The design students at EESAB – Rennes planned and executed the content of the exhibition—typefaces and archival materials—as well as its design.

“Ange Degheest’s story is remarkable and a perfect illustration of the technical odyssey that took place throughout the twentieth century.” —From Reviving Ange Degheest, 2022

Who was type designer Ange Degheest (1928–2009)? Why have design historians ignored her long and illustrious career until now?

Her lack of recognition, it turns out, stems from a very good reason: she is imaginary, a sly construction for a year-long project by a class of eight design students at The European Academy of Art in Brittany (EESAB – Rennes). Her name is the first clue to her non-existence: Ange means angel—an evanescent thing—in French, and is also a gender-neutral name (adding a bit of ambiguity); Degheest is Dutch for “the ghost.”
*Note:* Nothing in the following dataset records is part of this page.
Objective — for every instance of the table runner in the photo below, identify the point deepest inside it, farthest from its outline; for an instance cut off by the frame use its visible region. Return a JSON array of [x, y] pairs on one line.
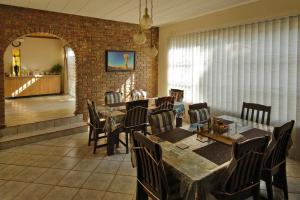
[[216, 152], [175, 135]]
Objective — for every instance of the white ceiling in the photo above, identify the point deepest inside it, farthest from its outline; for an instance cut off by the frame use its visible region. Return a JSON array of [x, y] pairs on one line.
[[165, 11]]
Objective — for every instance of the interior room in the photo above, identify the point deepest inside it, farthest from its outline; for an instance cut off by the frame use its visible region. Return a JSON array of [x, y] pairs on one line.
[[150, 99], [40, 76]]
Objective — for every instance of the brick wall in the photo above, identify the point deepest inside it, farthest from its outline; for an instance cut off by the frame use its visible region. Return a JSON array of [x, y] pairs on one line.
[[89, 38]]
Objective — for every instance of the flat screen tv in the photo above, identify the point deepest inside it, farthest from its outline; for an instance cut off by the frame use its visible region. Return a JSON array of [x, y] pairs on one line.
[[120, 60]]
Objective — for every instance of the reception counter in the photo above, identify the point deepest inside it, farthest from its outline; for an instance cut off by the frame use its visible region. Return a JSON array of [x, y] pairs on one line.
[[32, 85]]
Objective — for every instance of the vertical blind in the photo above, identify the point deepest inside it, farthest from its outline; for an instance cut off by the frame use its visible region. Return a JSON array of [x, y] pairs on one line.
[[256, 63]]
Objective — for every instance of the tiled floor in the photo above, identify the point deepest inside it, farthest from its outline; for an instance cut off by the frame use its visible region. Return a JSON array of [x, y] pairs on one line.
[[33, 109], [65, 168]]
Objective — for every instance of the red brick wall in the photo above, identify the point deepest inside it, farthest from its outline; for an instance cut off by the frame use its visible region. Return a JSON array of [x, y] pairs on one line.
[[89, 38]]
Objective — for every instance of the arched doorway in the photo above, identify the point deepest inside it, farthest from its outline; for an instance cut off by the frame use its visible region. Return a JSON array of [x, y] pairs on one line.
[[40, 78]]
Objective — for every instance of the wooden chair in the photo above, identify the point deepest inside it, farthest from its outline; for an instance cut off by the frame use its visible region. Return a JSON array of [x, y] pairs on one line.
[[200, 107], [242, 178], [152, 180], [252, 107], [133, 104], [275, 159], [113, 97], [177, 94], [96, 131], [135, 120]]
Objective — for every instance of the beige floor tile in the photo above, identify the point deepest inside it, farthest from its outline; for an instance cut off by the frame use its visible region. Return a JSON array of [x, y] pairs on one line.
[[74, 179], [108, 166], [52, 176], [123, 184], [84, 194], [11, 189], [87, 165], [29, 174], [46, 161], [117, 196], [66, 163], [115, 157], [61, 193], [127, 169], [78, 152], [34, 192], [11, 171], [98, 181]]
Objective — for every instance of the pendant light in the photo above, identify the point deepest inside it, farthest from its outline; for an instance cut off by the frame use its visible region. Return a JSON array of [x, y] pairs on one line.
[[151, 51], [140, 37], [146, 21]]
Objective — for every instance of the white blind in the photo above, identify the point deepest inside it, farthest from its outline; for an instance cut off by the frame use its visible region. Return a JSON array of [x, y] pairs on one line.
[[257, 63]]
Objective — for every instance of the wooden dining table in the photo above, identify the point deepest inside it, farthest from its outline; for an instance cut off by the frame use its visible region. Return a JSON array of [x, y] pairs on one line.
[[199, 162]]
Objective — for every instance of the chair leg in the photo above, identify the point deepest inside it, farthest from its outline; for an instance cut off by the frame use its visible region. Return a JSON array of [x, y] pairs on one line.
[[95, 141], [280, 180], [126, 138], [140, 193], [90, 136], [269, 186]]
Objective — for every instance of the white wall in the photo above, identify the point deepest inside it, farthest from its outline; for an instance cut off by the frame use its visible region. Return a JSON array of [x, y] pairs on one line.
[[37, 54]]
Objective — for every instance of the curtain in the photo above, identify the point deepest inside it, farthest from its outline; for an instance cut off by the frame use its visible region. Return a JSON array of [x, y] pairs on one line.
[[256, 63]]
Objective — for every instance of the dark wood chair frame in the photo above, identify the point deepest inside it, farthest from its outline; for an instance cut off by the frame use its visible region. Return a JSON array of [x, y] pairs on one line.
[[96, 127], [244, 181], [252, 107], [135, 120], [275, 162], [151, 176]]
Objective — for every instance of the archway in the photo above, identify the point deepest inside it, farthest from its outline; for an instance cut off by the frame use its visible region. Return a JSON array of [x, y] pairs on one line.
[[36, 86]]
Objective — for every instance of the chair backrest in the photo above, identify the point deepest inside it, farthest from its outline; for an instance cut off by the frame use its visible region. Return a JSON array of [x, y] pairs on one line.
[[199, 112], [94, 117], [279, 146], [177, 94], [113, 97], [136, 117], [247, 162], [133, 104], [258, 108], [150, 169], [138, 94], [162, 121]]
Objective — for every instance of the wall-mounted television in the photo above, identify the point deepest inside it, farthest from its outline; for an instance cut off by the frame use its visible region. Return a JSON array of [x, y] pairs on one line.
[[120, 60]]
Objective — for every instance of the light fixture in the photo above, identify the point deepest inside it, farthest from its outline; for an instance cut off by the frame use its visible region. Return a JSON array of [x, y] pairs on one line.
[[151, 51], [140, 37], [146, 21]]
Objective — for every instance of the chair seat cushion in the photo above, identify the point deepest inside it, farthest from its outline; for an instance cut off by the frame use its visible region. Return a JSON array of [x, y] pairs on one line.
[[199, 115]]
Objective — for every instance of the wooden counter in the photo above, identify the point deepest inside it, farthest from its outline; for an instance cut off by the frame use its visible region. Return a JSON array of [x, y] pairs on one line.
[[32, 85]]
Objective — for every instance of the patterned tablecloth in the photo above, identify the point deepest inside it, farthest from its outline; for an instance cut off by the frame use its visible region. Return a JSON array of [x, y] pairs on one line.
[[197, 174]]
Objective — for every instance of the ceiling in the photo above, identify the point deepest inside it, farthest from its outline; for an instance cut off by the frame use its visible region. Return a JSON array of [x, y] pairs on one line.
[[165, 11]]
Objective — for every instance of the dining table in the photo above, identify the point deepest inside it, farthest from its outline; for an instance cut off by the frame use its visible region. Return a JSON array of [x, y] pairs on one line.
[[199, 161], [114, 115]]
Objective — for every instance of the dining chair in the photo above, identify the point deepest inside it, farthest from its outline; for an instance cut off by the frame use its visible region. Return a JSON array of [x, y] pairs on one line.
[[177, 94], [162, 121], [152, 178], [274, 167], [199, 113], [133, 104], [242, 177], [113, 97], [258, 108], [96, 125], [138, 94], [135, 120]]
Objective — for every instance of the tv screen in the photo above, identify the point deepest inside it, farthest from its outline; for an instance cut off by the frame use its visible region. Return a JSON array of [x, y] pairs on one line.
[[120, 60]]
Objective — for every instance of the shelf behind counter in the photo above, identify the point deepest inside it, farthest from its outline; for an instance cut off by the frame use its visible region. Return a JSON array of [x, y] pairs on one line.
[[22, 86]]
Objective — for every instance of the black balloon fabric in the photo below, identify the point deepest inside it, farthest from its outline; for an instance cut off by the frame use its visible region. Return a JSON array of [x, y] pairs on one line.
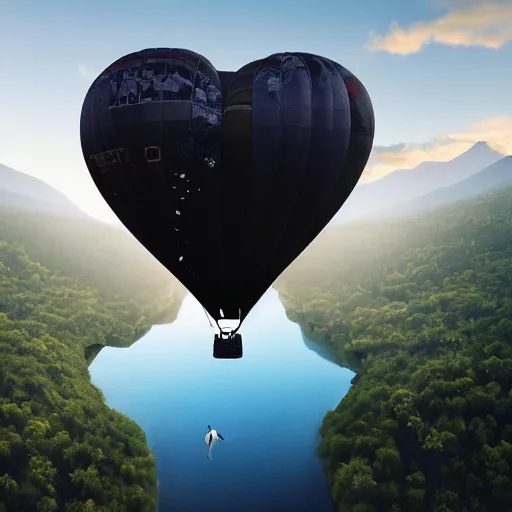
[[226, 177]]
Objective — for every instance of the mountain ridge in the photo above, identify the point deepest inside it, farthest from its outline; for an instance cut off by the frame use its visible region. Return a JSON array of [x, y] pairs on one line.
[[406, 184]]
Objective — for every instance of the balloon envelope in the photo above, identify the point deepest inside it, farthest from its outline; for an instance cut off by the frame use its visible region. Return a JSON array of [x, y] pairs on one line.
[[226, 177]]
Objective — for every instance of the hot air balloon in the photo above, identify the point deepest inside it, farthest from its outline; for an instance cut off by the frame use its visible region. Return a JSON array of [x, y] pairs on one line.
[[225, 177]]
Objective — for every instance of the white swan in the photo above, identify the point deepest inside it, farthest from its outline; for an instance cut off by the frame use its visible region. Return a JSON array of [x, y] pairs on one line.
[[210, 438]]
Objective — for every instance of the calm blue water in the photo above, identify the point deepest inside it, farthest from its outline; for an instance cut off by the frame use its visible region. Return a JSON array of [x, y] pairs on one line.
[[267, 405]]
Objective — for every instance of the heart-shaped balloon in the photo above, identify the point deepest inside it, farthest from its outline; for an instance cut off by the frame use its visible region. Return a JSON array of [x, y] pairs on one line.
[[226, 177]]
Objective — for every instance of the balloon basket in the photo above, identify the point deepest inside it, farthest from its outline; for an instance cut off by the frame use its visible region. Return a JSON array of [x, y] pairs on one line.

The students, all of whom happen to be female, launched the exhibition Reviving Ange Degheest as part of the design festival Une saison graphique 2020, held in Le Havre. Using Degheest’s life and work to illustrate the arc of letterform design and technology in the 20th century, the class led by teacher Benjamin Gomez produced six typeface families described as revivals of Degheest’s fonts, and a range of artifacts based on documents stored in their school’s archive. France’s Velvetyne Foundry made the typefaces available as Open Source in March, 2022, and a pamphlet on the imaginary designer’s work, with an afterword by French independent type designer Alice Savoie, has been published by Poem editions.
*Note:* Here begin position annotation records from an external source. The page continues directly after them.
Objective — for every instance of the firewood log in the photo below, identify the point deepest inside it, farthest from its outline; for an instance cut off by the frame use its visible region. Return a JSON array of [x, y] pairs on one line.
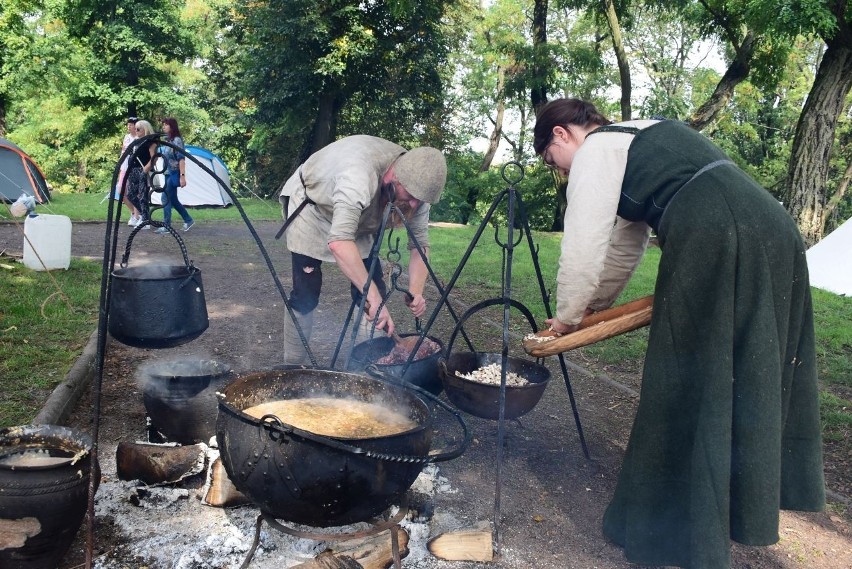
[[220, 491], [466, 545], [158, 464], [328, 560]]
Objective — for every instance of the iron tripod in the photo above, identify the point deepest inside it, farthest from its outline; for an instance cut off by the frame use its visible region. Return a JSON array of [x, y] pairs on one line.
[[514, 204]]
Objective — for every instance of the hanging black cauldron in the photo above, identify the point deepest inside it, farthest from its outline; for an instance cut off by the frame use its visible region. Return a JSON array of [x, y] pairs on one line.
[[180, 398], [483, 399], [423, 372], [157, 306], [44, 489], [305, 478]]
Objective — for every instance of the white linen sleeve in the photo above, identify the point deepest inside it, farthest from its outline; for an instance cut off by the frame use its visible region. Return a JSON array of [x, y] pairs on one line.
[[627, 245], [594, 188], [351, 195]]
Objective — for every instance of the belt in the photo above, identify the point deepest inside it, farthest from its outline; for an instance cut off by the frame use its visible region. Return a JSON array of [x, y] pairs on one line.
[[289, 219]]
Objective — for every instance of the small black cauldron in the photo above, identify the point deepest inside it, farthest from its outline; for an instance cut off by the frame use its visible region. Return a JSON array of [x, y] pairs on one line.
[[44, 490], [305, 478], [481, 399], [180, 398]]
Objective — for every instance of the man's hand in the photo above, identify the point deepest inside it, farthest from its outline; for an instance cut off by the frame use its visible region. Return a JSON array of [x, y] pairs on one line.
[[417, 304], [383, 319]]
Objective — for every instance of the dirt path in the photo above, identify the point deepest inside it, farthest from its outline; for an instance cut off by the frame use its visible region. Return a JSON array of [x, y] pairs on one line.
[[551, 499]]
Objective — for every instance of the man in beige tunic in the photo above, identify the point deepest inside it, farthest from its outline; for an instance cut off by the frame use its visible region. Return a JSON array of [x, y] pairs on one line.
[[347, 185]]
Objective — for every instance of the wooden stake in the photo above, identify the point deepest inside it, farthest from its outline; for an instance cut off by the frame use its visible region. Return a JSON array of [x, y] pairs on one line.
[[467, 545]]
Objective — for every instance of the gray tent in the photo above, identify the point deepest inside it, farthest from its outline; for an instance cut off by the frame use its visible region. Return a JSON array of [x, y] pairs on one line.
[[20, 175]]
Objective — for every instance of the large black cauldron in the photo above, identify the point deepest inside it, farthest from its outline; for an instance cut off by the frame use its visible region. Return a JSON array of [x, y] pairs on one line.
[[157, 306], [315, 480]]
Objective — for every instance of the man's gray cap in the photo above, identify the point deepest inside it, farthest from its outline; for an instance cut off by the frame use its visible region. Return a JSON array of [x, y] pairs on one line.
[[422, 172]]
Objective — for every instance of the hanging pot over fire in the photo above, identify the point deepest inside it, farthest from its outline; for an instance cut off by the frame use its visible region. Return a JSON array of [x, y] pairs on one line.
[[350, 473], [180, 398], [157, 306]]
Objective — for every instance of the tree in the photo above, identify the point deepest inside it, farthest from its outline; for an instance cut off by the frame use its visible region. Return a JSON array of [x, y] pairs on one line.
[[316, 70], [806, 193], [15, 39], [136, 50]]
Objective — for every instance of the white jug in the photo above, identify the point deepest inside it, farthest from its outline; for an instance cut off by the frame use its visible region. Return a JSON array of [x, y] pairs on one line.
[[47, 242]]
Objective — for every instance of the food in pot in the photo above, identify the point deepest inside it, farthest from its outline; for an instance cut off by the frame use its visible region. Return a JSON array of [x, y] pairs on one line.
[[542, 336], [33, 458], [490, 375], [332, 417], [400, 352]]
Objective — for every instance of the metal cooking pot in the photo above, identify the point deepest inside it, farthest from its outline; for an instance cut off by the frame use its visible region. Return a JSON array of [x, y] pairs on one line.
[[423, 372], [316, 480], [180, 398], [481, 399], [157, 306]]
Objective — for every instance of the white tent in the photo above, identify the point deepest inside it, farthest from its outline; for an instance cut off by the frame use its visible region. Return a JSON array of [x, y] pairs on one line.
[[830, 261], [201, 188]]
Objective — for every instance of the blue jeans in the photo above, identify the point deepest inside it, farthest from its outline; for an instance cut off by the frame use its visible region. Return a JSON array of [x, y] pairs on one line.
[[170, 200]]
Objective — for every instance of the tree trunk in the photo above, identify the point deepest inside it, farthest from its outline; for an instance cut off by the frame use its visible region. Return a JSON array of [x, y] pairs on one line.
[[621, 58], [805, 196], [538, 91], [494, 139], [324, 126], [734, 75], [834, 201]]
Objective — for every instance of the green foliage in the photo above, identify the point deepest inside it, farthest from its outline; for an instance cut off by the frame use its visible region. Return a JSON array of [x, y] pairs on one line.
[[45, 322], [319, 69]]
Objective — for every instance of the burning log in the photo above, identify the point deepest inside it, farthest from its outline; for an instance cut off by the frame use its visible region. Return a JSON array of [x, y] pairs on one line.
[[328, 560], [374, 552], [158, 464], [465, 545], [220, 491]]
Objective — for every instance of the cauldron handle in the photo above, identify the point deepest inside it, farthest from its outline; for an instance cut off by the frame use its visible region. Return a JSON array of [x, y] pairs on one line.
[[485, 304], [374, 372], [280, 430], [126, 255]]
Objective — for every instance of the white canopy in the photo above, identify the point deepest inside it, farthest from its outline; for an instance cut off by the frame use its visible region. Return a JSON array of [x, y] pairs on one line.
[[830, 261]]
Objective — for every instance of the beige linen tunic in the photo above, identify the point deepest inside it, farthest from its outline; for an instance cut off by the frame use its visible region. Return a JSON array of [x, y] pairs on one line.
[[600, 251], [344, 181]]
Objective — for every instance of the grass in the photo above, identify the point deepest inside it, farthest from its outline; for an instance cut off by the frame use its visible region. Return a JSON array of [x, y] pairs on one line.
[[93, 207], [40, 335], [45, 321]]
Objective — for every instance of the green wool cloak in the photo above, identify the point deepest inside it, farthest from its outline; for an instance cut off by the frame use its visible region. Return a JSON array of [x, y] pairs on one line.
[[727, 431]]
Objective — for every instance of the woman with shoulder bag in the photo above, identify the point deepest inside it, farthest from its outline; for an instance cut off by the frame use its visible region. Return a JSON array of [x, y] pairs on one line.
[[175, 176]]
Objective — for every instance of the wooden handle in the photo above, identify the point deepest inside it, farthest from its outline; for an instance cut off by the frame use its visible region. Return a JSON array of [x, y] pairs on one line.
[[596, 327]]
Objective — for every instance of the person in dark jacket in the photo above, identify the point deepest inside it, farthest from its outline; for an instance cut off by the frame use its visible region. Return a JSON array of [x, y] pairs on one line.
[[175, 176], [727, 431]]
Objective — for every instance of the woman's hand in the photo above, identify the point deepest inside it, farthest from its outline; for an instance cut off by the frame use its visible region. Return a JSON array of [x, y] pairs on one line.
[[561, 328]]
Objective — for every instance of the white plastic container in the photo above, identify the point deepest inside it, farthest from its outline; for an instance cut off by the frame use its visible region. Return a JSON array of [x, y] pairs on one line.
[[50, 237]]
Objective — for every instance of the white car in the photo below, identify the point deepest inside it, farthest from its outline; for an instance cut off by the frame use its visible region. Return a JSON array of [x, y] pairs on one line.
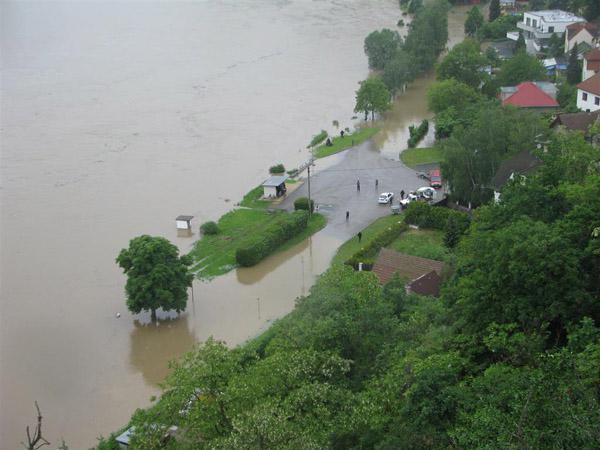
[[428, 193], [386, 197]]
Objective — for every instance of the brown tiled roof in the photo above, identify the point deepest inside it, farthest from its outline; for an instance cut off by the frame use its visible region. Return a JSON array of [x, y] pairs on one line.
[[575, 28], [390, 262], [428, 284], [577, 121], [592, 84]]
The exhibit’s signage, posters, correspondence, brochures, neon signs, and more put forth an alternate version of history, layering the true story of typography onto a believable character since the students could not find a real person to honor. In our age of lies masquerading as truth and the abundance of Fake News, the students’ intent was not to deceive, but to call attention to a void. Ange Degheest, storytelling device, came into being partly as a response to a disparity in numbers that persists to this day—there are still far more male than female type designers.

Eugénie Bidaut, one of the former students, says, “Type design history is very masculine. In the history of midcentury French type design, there is only one woman, Lucette Girard, who collaborated with Adrian Frutiger and other male designers. We were searching for someone to identify with, and were not interested in doing a revival of the work of an old white man, so we decided to invent a person who was missing.”

Working in pairs, the students tackled different points in type’s developmental timeline (engraving, phototypesetting, etc.), allowing everyone in the class to research and design for a specific era. The exhibit also included items such as metal punches, typewriters, and screen terminals to further visualize the march of technological progress. The students developed Degheest’s life story according to the chronology of type production techniques and processes.

They imagined that the designer began her career in 1947 working on nautical charts that made use of engraved type, so her first typeface, Abordage, is based upon the style of engraved letterforms. For Degheest’s 1958 monospaced typewriter font Director, the students invented a husband, an engineer who helped her get the design commission, since it was unlikely that a woman would get such a job on her own during that era without a man’s recommendation. The class developed Louise, a 1972 script typeface for Mecanorma transfer lettering (the French equivalent of Letraset), and a 1988 10×8 grid pixel-based font for Minitel, an end-user service delivered over telephone lines to screen terminals that was the world’s most successful online service prior to the World Wide Web. 

Piecing together Degheest’s rich, successful life was clearly great fun for the students. “To add credibility, we decided that part of her story was that she attended the same school as us and that’s how we acquired her archive,” says Bidaut. An older alum of the school sent along some photos from his time at the university, and the team selected images of one of the women to represent Degheest. They even created an Ange Degheest Wikipedia page, which stayed up for a year until a research scholar contacted Bibliothèque Forney in Paris, the library where the Degheest archives were supposedly kept. The researcher was so annoyed at being fooled that he filed a complaint with Wikipedia. The page, predictably, is no more.

The students’ elaborate ruse was so convincing that no one at the show picked up on the fact that Degheest wasn’t real. And who’s to say she MIGHT not, conceivably, have existed? Former student Camille Depalle says, “By the end, we all (except for our teacher Benjamin) felt she was real. During the launch event we were chatting with a philosophy teacher and eventually told him our story was fabricated, as he is used to discussing what’s real and what’s not, especially during the times we live in. We wanted to see his reaction!  What’s funny is that he wasn’t shocked but interested in her fakeness; he felt the most important thing is that we invented her to tell a true story.”